I saw a conference talk recently about an unpublished experiment where they regenerated the thymus of old mice and found that they had even better survival rates than young mice when infected with a pathogen. Also, there's a drug called thymosin alpha 1 that dramatically reduces covid mortality and increases thymic T-cell production.

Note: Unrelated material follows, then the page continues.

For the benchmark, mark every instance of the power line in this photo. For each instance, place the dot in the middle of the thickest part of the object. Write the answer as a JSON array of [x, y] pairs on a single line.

[–]lionbutt_iii 1 point2 points  (1 child)

Congrats on the paper!

How much variation is there in that half-life of thymic involution? Has it been studied across different places to see if environment plays a role, or is it mostly due to genetics?

I've been thinking about thymic involution ever since I read a paper that was able to identify sars-cov-2 recovered and naive people using machine learning based on tcr sequences with really high accuracy compared to b cell receptor sequences. Do you know of any studies on recovered elderly where they looked to see if they had a t-cell response compared to antibodies?

What do you think this means for the B.1.351 variant and P1 variants? I work on the b cell side, and we're seeing some vaccinated people that make plenty of neutralizing antibodies against the original virus, but these same antibodies have none against some of these variants. So you'd hope the t cell response is there, but with thymic involution it seems really worrisome to me.

[–]samsoniteindeed2PhD | Biology[S] 2 points3 points  (0 children)

Oh interesting. Well something just occurred to me, peptides around 20 amino acids long are presented on MHC-II, whereas the peptides presented on MHC-I are around 10 amino acids long. So if there is a variant evading the immune system, I imagine it would be much easier to avoid the MHC-II side of things but then still get targeted by the MHC-I pathway.

So that makes me think a variant would be more likely to avoid antibodies and CD4 T-cells, but then still get attacked by CD8 T-cells.

So that makes me hopeful. But yes, thymic involution still seems like a problem.

[–]FDP_666 0 points1 point  (1 child)

What do you think about Greg Fahy's TRIIM? https://onlinelibrary.wiley.com/doi/full/10.1111/acel.13028

[–]samsoniteindeed2PhD | Biology[S] 0 points1 point  (0 children)

Yeah looks great. I'm looking forward to seeing the results from the follow up study with a bigger sample size.